OESAA delivers Autoinform Live workshop training event
The Original Equipment Suppliers Aftermarket Association (OESAA) has delivered its latest Autoinform Live workshop training event. Held at the GTG Academy in Wolverhampton last weekend, more than 200 industry professionals attended the UK’s biggest workshop training event, with sessions delivered by OE suppliers and well-respected industry figures.
Automotive training expert, Frank Massey was on-hand to deliver training sessions on future technologies and industry issues, such as ‘Pumping losses’ – the mechanical inefficiency of a gasoline engine caused by the position of the throttle – and vibration analysis.

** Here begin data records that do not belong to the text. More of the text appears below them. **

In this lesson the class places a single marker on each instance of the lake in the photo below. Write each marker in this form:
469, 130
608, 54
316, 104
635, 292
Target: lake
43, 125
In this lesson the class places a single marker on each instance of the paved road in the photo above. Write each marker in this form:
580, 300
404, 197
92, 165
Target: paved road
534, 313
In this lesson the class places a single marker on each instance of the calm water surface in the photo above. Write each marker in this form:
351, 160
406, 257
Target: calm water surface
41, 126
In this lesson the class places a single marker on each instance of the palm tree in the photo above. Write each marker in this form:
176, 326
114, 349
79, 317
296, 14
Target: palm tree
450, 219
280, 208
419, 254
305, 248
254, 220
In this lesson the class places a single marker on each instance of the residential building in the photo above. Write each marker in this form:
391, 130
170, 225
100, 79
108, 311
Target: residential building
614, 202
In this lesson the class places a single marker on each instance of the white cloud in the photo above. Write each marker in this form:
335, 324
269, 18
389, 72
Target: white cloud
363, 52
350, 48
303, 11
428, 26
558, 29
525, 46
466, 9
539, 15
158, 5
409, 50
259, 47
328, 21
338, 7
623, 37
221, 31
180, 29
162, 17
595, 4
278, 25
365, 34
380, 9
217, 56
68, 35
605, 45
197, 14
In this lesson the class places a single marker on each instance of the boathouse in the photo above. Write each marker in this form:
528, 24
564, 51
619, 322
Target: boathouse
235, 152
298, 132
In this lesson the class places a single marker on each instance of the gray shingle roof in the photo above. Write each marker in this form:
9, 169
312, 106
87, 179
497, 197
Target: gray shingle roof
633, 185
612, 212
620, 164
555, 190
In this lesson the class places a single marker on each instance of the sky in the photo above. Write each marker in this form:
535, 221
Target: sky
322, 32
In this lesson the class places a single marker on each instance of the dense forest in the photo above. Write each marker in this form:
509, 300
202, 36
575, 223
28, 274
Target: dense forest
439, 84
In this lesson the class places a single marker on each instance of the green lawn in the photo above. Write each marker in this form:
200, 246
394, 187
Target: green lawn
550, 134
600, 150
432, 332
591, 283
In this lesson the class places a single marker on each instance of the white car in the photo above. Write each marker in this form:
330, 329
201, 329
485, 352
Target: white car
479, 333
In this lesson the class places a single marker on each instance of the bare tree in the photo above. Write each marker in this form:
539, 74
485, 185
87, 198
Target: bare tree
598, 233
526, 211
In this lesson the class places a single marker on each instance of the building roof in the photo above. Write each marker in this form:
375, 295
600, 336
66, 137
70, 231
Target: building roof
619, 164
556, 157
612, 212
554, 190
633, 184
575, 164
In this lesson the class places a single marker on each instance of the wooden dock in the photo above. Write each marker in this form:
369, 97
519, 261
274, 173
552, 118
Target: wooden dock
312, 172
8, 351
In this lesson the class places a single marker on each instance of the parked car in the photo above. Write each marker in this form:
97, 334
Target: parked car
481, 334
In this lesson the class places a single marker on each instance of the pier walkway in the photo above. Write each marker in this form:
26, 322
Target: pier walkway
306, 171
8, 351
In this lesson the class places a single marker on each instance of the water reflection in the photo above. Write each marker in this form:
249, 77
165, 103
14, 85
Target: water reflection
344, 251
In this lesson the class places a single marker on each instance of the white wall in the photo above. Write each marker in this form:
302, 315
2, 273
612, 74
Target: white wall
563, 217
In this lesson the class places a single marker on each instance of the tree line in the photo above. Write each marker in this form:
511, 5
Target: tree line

Talking about Autoinform Live, Massey said: “We’ve been involved with training for about 30 years now, and we decided to give it a brand – Autoinform – which provides education based on our experience and knowledge gained in the industry.

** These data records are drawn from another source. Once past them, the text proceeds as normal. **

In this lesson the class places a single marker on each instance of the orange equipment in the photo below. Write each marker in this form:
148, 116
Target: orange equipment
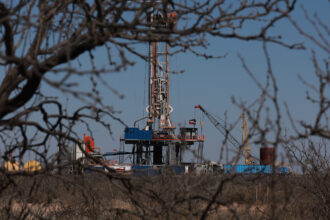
89, 142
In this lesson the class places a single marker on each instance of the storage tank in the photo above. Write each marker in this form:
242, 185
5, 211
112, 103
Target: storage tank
267, 155
12, 166
32, 166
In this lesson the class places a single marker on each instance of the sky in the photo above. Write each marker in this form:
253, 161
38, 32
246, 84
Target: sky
213, 83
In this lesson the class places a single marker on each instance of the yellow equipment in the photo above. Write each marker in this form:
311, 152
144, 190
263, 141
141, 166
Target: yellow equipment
32, 166
246, 141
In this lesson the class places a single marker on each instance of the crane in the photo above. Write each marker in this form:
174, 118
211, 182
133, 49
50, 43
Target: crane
222, 129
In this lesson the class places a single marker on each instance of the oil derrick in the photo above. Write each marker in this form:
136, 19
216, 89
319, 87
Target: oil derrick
157, 143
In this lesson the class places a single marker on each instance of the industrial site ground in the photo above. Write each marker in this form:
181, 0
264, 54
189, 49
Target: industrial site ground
165, 109
171, 197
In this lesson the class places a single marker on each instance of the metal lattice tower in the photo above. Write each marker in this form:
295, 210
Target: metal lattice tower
159, 108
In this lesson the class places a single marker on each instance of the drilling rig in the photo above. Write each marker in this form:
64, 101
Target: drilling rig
158, 142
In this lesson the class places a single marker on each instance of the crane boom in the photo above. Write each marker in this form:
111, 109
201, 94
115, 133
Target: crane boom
220, 127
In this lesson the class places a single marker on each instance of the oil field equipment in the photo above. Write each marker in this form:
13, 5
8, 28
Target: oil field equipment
158, 143
32, 166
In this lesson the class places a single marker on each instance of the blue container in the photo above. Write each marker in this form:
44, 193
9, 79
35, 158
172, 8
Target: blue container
136, 134
178, 169
247, 169
141, 170
256, 169
93, 167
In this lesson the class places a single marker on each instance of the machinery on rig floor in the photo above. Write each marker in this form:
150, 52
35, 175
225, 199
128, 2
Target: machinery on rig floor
158, 143
222, 129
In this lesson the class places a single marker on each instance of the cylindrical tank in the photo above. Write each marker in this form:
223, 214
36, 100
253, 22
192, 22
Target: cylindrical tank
11, 166
267, 155
32, 166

“The event changes every year, and each time we try to put a different ‘flavour’ on it; for example, we might concentrate on ignition, common rail or emissions, which is a really big issue at the moment.
“It means we have to do a lot of research – which is great for us – and to-date it’s been really well received. We’re getting good numbers and the right calibre of people: those who want to progress and succeed in the industry.”
Schaeffler’s technical services manager, Malcolm Short added: “We try to refresh the event every year, with more presentations, updated content and new suppliers.
“The garages love that this event takes place at the weekend: we did a survey after the Edinburgh show and people responded overwhelmingly that they wanted it on Saturday and Sunday as it meant they weren’t taking time out of their busy working weeks.”
With the seminar schedule divided into three categories, Autoinform Live 2017 gave delegates the option of booking the programme which best suited their requirements.
Acoustic partitioning helped to eliminate distractions from the other training sessions, with many of the classes utilising a professional audio system. Presenters lead such sessions using wireless microphones to delegates in over-ear headsets to help cancel out unwanted background noise.
Malcolm Short continued: “The headsets, which we introduced last year, are great if you’re in a busy workshop. This year we coordinated the event so that two people weren’t presenting side-by-side, keeping background noise down.”
OESAA chairman, Nigel Morgan said: “Malcolm works with the suppliers to make sure that the training we provide is interesting and topical for our delegates every time.
“However, the reason we continue to organise these events remains unchanged: as technology evolves it really is the OE suppliers who are best placed to support the people who are fitting our products.
“Roughly 50-60 per cent of attendees come every year because they recognise that technology moves on so quickly, and we give them the knowledge they need to stay ahead of the game.”